Question 1

What was before?

Answer

Most businesses around the globe hold most of their meetings online. Videoconferencing is used for meeting with customers and partners as well as for internal meetings, training, and conferences. Many of them record their meetings for future reference. Companies have accumulated hundreds of meeting recordings and stored terabytes of video data.

Question 2

What was the issue?

Answer

Internal users access video conference recordings for various reasons: to recall details and numbers of somebodies speech, to clarify someone's commitment, and to recall decisions and conclusions on the specific topic discussed during the meeting. Browsing through video conference recordings is very time-consuming as the user has to look and listen to most of the meetings to avoid missing target information.

Trying to find information on a specific topic without knowing the exact day and time of the meeting appears to be impossible as well as finding meetings with the specific participants. Therefore, storing meeting recordings creates much less value than it could.

Question 3

What did we do?

Answer

Vision Systems has created an intelligent video analytics solution based on Computer Vision and Natural Language Processing technology. The system analyzes the video conference recordings and supplements video with metadata to convert video storage into a structured and searchable knowledge base. Machine learning algorithms use face, articulation, and speech recognition technologies to convert audio to text and match particular phrases to speakers. We also built a user portal allowing users to filter recordings by participants, search by keywords pronounced during the meeting, and navigate directly to the targeted moment of recording from the search result page.

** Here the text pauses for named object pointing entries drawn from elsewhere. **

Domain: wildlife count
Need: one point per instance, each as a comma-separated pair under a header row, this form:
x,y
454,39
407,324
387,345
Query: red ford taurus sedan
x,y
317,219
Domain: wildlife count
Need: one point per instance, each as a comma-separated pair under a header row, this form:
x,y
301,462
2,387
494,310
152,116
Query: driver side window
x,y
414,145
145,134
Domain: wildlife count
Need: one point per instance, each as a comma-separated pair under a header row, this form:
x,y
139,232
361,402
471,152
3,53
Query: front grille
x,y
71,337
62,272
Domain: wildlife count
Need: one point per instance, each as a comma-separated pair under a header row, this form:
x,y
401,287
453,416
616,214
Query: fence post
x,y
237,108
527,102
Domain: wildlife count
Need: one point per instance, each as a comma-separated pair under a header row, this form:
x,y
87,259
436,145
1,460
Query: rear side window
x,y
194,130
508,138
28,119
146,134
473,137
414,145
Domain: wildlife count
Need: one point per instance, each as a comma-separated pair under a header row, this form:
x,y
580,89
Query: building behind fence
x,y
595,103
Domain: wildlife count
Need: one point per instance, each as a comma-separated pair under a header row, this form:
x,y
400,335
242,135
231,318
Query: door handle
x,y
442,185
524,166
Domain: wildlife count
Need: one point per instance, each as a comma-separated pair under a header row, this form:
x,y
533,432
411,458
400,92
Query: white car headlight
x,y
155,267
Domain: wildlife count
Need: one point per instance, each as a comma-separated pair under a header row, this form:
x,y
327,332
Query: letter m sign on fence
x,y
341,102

Navigation within one video conference recording allowed users to see timestamps of selected speaker activity and jump directly to the required fragment.

Question 4

What was the result?

Answer

Simple storage of video files has turned into a powerful knowledge base allowing users to find information they need easier and faster. This fact leads to making better decisions, faster learning process and making less mistakes. Commercial efficiency on data storage increased many times.

Question 5

How it works?

Answer

Saved video conferences are processed by a few Machine Learning algorithms: #NLP transcribes speech to text, next algorithm performs #FaceRecognition, other identifies speakers activity by lip movement to bind phrases to appropriate speakers. Collected information is structured to metadata related to video and stored in the database.

User self-service portal allows users to sort and filter videos by participants, topics, video name, date, and length. Portal's internal search engine helps users find specific moments inside videos and navigate directly to required video fragments by clicking the item in search results.

The system can evolve by adding new features: gesture recognition for bookmarking or other purposes, specific object recognition or detection, etc. There are many directions for systems growth. For example, we can add the functionality of automatic e-mailing meeting minutes with commitments and meeting conclusions to meeting participants.